For example there is vowel and consonant phonemes in Chinese
vowels = ['a', 'ai', 'an', 'ang', 'ao', 'e', 'ei', 'en', 'eng', 'er', 'i', 'ia', 'ian', 'iang', 'iao', 'ie', 'ii', 'iii', 'in', 'ing', 'iong', 'iou', 'o', 'ong', 'ou', 'u', 'ua', 'uai', 'uan', 'uang', 'uei', 'uen', 'ueng', 'uo', 'v', 'van', 've', 'vn', 'zh']

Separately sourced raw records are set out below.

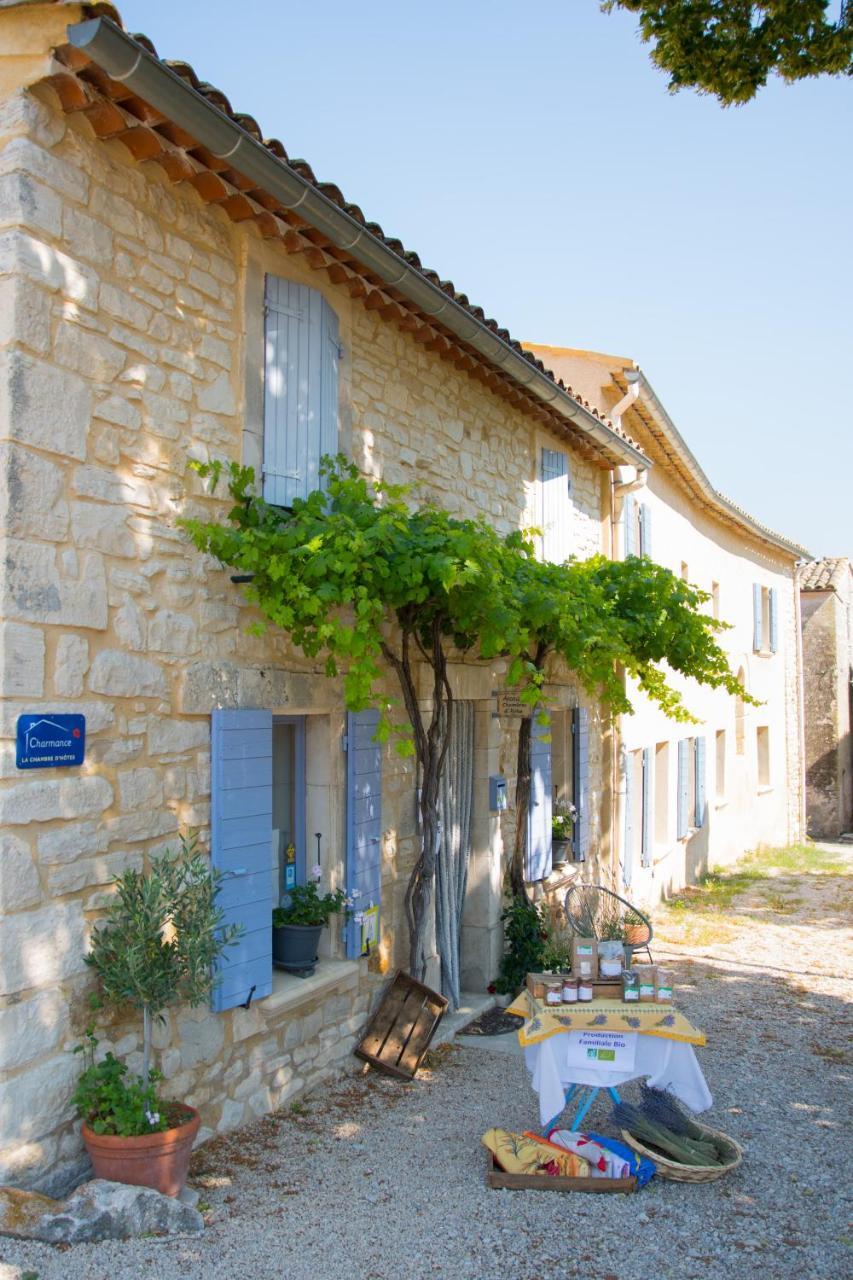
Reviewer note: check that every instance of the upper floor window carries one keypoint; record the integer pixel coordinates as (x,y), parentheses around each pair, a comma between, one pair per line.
(300,389)
(555,506)
(765,608)
(637,526)
(715,599)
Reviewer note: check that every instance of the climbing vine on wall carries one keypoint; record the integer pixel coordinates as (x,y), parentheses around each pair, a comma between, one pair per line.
(360,577)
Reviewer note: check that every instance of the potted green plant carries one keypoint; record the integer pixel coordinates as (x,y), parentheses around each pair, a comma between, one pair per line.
(299,922)
(635,932)
(562,824)
(155,946)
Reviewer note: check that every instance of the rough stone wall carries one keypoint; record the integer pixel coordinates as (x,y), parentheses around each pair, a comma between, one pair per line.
(826,661)
(127,347)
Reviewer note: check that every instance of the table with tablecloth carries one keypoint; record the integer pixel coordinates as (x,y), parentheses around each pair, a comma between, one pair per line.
(657,1041)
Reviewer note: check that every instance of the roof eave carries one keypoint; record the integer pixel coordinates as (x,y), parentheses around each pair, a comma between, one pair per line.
(126,60)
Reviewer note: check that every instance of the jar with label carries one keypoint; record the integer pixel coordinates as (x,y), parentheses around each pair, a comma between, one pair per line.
(630,986)
(646,978)
(664,986)
(553,992)
(570,991)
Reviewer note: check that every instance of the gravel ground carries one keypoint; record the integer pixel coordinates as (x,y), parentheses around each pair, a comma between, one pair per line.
(381,1179)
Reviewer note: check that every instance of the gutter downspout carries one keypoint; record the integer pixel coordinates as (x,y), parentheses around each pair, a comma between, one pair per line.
(801,708)
(124,60)
(623,480)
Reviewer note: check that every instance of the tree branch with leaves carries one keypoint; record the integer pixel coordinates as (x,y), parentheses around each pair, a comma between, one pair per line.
(730,48)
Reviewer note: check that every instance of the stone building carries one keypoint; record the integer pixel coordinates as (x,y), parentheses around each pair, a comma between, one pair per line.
(690,796)
(174,287)
(826,594)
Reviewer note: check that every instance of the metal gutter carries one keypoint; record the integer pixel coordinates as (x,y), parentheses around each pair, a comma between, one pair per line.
(124,60)
(649,398)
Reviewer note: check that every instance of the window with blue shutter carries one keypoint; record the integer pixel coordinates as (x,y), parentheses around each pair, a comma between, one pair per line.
(757,618)
(682,794)
(364,828)
(629,524)
(630,817)
(646,840)
(300,389)
(699,789)
(580,782)
(538,853)
(241,823)
(774,620)
(646,530)
(555,515)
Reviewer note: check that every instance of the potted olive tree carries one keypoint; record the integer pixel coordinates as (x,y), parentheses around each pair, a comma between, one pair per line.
(155,946)
(299,922)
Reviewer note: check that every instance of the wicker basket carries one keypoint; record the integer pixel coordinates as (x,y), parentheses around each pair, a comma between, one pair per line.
(675,1173)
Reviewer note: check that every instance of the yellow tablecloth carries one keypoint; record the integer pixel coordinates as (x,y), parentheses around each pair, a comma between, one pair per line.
(606,1015)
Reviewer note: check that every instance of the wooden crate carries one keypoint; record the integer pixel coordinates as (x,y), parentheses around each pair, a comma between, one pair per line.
(498,1180)
(404,1024)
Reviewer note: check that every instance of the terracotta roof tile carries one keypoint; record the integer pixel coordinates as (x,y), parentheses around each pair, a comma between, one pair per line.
(824,575)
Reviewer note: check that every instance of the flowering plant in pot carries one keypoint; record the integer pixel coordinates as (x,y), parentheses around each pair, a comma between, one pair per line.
(300,920)
(155,946)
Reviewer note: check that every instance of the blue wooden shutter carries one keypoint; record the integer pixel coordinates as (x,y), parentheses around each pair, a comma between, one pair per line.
(646,848)
(555,487)
(364,821)
(682,794)
(628,840)
(300,389)
(241,828)
(580,782)
(757,626)
(699,766)
(774,620)
(646,530)
(538,856)
(629,525)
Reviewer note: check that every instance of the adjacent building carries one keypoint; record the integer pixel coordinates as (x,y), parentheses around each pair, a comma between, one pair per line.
(826,595)
(174,287)
(690,796)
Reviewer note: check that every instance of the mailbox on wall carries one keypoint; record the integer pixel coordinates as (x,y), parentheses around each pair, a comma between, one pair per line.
(497,794)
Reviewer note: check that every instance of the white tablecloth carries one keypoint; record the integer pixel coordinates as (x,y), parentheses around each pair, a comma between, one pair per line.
(667,1064)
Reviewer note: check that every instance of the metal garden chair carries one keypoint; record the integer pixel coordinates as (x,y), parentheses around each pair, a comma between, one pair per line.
(589,906)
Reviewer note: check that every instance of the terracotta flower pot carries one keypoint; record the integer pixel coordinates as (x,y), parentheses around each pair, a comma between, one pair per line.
(156,1160)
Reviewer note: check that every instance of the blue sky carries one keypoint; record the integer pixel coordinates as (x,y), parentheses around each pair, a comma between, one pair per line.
(543,168)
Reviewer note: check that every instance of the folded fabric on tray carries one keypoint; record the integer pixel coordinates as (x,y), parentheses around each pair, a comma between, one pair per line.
(639,1166)
(602,1162)
(520,1153)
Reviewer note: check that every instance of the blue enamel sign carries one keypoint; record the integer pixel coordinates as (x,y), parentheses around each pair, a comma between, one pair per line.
(50,741)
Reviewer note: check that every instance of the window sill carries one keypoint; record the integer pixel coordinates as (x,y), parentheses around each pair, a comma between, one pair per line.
(290,991)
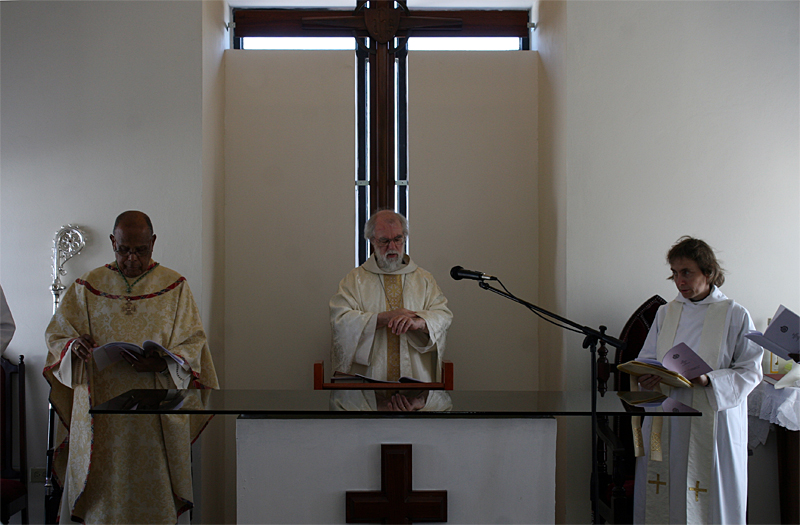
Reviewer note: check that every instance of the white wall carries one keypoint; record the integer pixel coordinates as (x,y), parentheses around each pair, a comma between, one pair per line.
(100,112)
(671,118)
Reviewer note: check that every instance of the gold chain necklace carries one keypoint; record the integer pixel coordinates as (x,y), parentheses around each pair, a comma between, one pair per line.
(128,285)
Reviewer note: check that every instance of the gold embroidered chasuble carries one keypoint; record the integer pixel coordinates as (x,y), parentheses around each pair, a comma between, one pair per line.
(393,287)
(118,468)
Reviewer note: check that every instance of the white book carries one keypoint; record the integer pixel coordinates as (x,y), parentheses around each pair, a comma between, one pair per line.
(782,336)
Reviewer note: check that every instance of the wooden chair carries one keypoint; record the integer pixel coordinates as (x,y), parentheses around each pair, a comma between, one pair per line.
(14,482)
(615,436)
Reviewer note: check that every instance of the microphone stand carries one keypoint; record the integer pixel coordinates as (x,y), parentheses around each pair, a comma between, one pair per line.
(591,337)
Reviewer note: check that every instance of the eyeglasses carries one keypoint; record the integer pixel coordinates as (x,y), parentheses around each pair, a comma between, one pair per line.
(137,252)
(383,243)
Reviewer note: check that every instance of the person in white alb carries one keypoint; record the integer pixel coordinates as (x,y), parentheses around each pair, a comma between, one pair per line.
(695,469)
(389,318)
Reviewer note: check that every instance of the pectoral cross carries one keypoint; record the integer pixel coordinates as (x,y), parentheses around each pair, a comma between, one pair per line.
(697,490)
(129,308)
(657,482)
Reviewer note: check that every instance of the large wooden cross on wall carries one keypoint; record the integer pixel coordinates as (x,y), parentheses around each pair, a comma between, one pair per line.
(381,22)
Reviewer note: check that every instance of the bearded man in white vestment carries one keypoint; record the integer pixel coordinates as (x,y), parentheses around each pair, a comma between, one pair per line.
(695,469)
(125,468)
(389,319)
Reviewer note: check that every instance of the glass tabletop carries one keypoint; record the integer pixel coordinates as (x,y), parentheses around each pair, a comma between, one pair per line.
(329,403)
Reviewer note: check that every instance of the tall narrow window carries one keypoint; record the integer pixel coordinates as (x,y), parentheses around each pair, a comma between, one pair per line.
(382,178)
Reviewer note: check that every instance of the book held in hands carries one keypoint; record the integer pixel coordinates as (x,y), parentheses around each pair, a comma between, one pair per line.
(681,365)
(782,336)
(110,353)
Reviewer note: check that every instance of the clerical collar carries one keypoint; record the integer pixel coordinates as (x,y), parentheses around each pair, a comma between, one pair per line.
(371,265)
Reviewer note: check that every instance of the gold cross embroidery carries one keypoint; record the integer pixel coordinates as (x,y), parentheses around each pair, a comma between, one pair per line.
(697,490)
(657,482)
(129,308)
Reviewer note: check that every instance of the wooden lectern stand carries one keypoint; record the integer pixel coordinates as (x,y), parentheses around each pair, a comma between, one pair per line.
(446,384)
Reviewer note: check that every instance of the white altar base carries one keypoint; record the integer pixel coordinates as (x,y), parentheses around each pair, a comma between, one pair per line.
(495,470)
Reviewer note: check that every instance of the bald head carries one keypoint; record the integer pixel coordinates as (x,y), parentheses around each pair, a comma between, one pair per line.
(133,218)
(132,241)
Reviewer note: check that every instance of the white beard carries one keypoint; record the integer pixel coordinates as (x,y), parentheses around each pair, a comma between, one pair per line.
(389,265)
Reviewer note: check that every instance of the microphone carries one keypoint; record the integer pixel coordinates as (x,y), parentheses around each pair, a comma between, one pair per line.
(458,273)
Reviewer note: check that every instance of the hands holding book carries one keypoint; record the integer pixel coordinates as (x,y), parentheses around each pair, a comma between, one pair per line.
(650,381)
(149,362)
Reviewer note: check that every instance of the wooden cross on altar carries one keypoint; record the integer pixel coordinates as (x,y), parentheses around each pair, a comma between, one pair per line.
(396,502)
(697,490)
(382,21)
(657,482)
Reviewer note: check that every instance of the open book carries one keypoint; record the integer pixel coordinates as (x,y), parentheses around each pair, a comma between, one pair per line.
(782,336)
(681,365)
(110,353)
(341,377)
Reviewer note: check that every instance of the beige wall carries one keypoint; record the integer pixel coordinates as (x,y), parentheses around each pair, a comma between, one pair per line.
(473,203)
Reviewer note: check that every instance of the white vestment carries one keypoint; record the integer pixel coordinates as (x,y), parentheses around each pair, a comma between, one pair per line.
(358,347)
(733,377)
(7,326)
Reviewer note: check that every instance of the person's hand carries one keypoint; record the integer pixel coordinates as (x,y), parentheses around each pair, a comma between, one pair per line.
(401,403)
(145,363)
(401,321)
(83,347)
(649,381)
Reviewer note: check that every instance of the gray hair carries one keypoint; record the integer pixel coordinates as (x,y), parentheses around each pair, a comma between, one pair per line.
(369,227)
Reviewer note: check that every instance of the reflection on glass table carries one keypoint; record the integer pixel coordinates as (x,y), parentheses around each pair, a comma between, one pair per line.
(349,404)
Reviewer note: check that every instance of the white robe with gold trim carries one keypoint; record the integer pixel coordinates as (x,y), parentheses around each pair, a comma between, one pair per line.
(125,468)
(736,374)
(358,348)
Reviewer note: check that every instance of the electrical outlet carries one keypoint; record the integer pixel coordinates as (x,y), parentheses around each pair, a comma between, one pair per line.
(37,475)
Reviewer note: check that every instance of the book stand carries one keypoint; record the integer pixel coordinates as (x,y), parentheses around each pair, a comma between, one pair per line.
(446,384)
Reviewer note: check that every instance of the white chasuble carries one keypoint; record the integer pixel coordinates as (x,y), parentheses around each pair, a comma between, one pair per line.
(357,347)
(702,475)
(119,468)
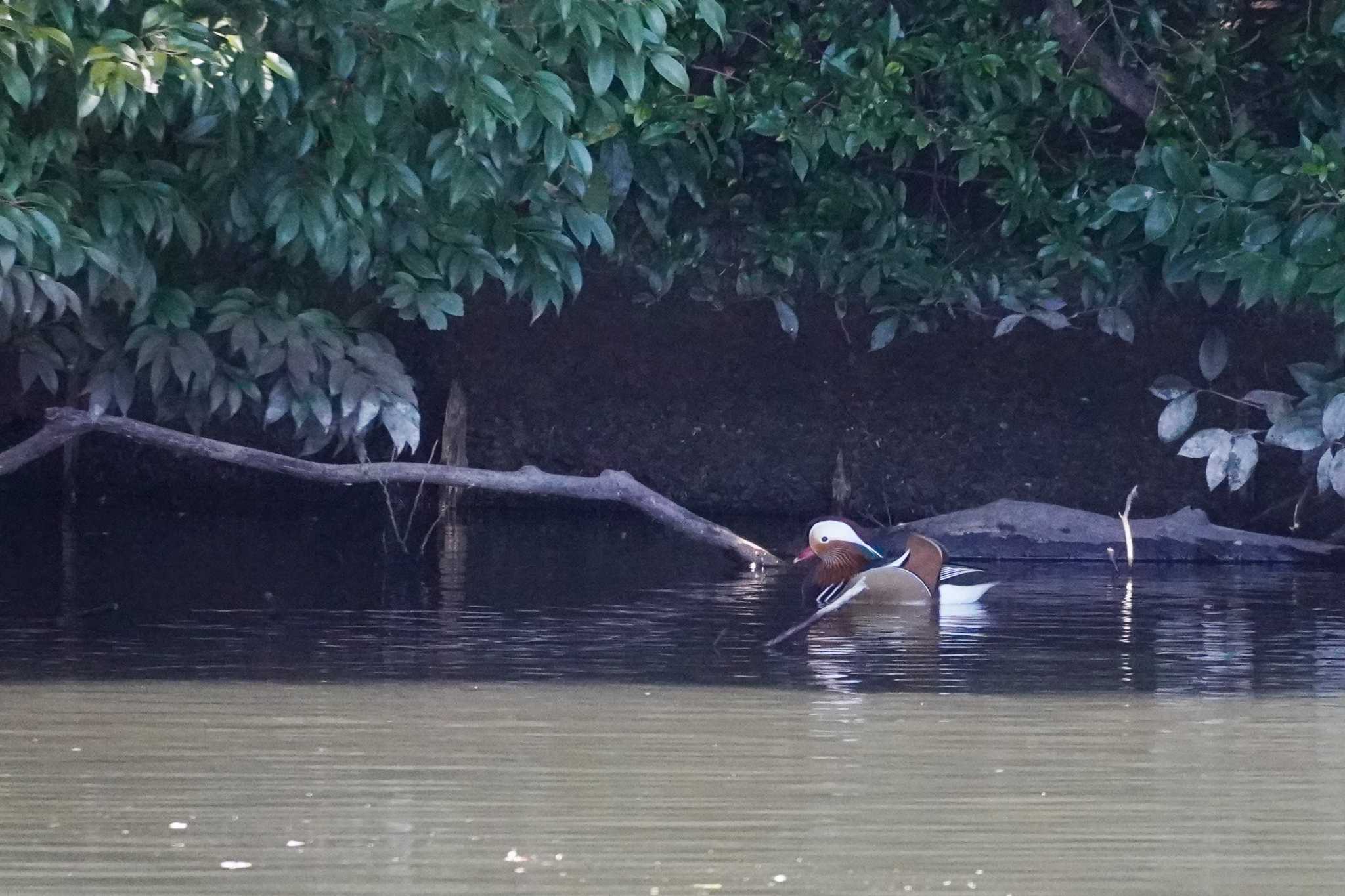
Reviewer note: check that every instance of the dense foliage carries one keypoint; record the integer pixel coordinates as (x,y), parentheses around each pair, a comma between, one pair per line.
(210,209)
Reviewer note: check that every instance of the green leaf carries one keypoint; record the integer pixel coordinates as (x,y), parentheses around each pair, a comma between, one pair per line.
(1242,459)
(1328,280)
(1232,181)
(671,70)
(884,333)
(1333,418)
(580,158)
(630,69)
(1268,188)
(1201,444)
(1180,168)
(1300,431)
(1160,218)
(1133,198)
(46,227)
(1261,232)
(373,108)
(1178,417)
(16,83)
(276,64)
(602,69)
(789,320)
(631,26)
(1169,387)
(1314,228)
(712,14)
(871,282)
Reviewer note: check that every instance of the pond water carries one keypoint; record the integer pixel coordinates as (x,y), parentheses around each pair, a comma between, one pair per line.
(583,706)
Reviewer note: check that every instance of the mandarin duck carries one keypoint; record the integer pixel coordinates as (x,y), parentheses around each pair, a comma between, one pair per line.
(894,567)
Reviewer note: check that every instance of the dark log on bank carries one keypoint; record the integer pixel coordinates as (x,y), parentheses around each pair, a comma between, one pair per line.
(65,423)
(1029,531)
(1128,88)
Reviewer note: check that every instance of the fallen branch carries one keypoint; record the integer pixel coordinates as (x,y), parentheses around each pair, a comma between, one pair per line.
(1132,91)
(1125,526)
(65,423)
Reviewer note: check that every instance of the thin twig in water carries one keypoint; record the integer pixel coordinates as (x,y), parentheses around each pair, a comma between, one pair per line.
(1125,526)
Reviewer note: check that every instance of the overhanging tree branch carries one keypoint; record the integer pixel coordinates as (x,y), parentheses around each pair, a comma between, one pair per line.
(1076,39)
(65,423)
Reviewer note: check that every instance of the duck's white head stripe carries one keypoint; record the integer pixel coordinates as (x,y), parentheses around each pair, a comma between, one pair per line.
(829,531)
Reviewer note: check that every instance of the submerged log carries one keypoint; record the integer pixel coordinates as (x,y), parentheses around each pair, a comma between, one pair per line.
(65,423)
(1029,531)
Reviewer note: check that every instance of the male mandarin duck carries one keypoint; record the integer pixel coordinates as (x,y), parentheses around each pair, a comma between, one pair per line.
(893,567)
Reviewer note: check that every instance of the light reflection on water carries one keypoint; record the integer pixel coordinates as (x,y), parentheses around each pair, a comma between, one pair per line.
(518,598)
(598,689)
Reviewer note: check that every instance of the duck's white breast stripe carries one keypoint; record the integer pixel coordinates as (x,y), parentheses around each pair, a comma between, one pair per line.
(900,561)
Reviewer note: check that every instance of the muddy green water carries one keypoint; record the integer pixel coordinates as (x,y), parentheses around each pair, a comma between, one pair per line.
(584,708)
(622,789)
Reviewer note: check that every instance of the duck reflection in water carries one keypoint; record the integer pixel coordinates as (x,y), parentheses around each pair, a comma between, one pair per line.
(889,581)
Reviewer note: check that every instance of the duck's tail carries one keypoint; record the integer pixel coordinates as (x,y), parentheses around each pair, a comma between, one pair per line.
(963,585)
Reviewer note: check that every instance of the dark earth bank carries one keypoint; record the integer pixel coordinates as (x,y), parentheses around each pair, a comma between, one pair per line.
(724,413)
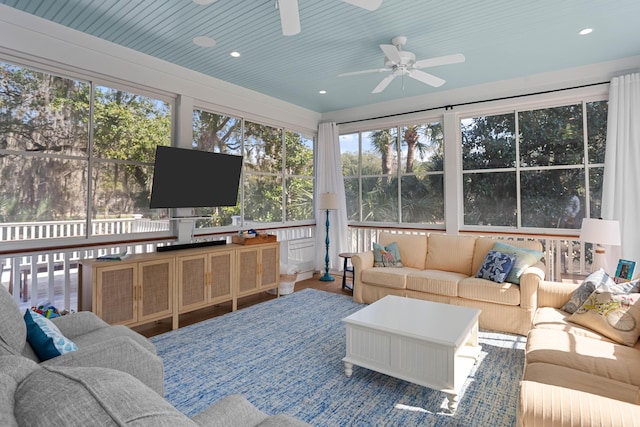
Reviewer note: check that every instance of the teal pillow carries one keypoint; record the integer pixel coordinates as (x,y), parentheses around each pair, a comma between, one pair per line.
(45,338)
(525,258)
(386,256)
(496,266)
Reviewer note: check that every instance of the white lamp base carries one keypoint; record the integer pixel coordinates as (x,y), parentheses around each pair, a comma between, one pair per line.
(599,260)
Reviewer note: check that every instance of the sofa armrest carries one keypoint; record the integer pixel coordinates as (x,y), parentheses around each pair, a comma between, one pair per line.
(76,324)
(360,261)
(555,294)
(120,353)
(548,405)
(529,282)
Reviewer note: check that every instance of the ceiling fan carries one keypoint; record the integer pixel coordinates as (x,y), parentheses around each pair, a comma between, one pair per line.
(401,62)
(290,17)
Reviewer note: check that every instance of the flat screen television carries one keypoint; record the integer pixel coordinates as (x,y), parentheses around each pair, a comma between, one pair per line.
(184,178)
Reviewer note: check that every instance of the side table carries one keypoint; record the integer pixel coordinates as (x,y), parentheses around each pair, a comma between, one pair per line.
(347,270)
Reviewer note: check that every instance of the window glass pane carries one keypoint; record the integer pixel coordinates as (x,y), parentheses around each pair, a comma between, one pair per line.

consonants = ['b','c','ch', 'd', 'f', 'g', 'h', 'j', 'k', 'l', 'm', 'n', 'p', 'q', 'r', 's', 'sh',' sp', 'sil', 't', 'x', 'z']
Suppose I have tri-phone like this:
The tri-phone 'a-b+c' means previous,current,following phoneme is a,b and c.
I want to use regex to extract the adjacent vowels pattern like vowel-vowel+*
and *-vowel+vowel
.
For example
Match: zh-uei+x, b-ai+vn, e-uang+x
Don't match: sil-z+ai, vn-l+v, x-ia+f
I use this code:
v = '|'.join(vowels) # Or v = '^'+'|'.join(consonants)
p = r'({0}\-{0}\+.*)|(.*\-{0}\+{0})'.format(v)
However re.match(p,'z-en+iang')
still gives False. So how to fix it? Thanks